Acute lung injury induced by the pyrrolizidine alkaloid monocrotaline in mice

R Dumitrascu 1, S Köbrich 1, H Traupe 2, E Dony 1, S Pullamsetti 1, R Savai 1, A Samidurai 1, N Weissmann 1, A Ghofrani 1, F Grimminger 1, W Seeger 1, R Schermuly 1
  • 1Department of Internal Medicine, Justus-Liebig-University Gießen, Germany
  • 2Department of Neuroradiology, Justus-Liebig-University Gießen, Germany

Acute lung injury (ALI) and acute respiratory distress syndrome (ARDS) are common and lethal conditions. The mortality rate of ALI/ARDS depends on the underlying cause, varying from <20% for traumatically- to >60% for sepsis-induced ALI/ARDS. The aim of this study was to develop an animal model of ALI in mice employing monocrotaline (MCT). The MCT induces endothelial injury and pulmonary hypertension in rats. The proposed mechanism of action includes activation of MCT by the liver to the putative electrophile monocrotaline pyrrole (MCTP), which causes endothelial injury in the pulmonary vasculature with subsequent remodeling of the precapillary vessels. It has been suggested that mice are deficient in the metabolism of this alkaloid. We therefore chemically dehydrated MCT to MCTP and injected it intravenously into mice. MCTP-treated mice exhibited a dose-dependent pneumotoxicity. Mice injected with 9mg/kg body weight were investigated at 3 days, 1, 2, 3 and 4 weeks after MCTP administration.
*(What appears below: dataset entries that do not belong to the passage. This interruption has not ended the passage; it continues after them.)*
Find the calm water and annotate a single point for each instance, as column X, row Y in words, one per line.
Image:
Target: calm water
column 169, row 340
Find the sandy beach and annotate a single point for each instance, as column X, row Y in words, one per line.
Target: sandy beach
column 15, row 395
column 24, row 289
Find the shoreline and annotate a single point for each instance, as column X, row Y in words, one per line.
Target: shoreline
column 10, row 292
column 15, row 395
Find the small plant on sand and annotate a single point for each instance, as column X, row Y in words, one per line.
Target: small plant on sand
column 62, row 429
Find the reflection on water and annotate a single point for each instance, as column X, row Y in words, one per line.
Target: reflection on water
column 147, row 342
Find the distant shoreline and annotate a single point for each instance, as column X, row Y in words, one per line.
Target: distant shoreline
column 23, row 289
Bronchoalveolar lavage, histology, lung compliance and computed tomography revealed pulmonary inflammatory and exudative reactions in the acute phase (1–5 days) while moderate lung fibrosis was present in the late stages (2–4 weeks), indicating major differences between mice and rats to MCT pneumotoxicity. ALI induced by MCTP in mice may be a valuable animal model to study the pathogenesis of ALI and to develop new therapeutic strategies.

Supported by DFG, SFB547 „Kardiopulmonales Gefäßsystem“. Rio Dumitrascu is supported by a predoctoral fellowship from Altana Pharma.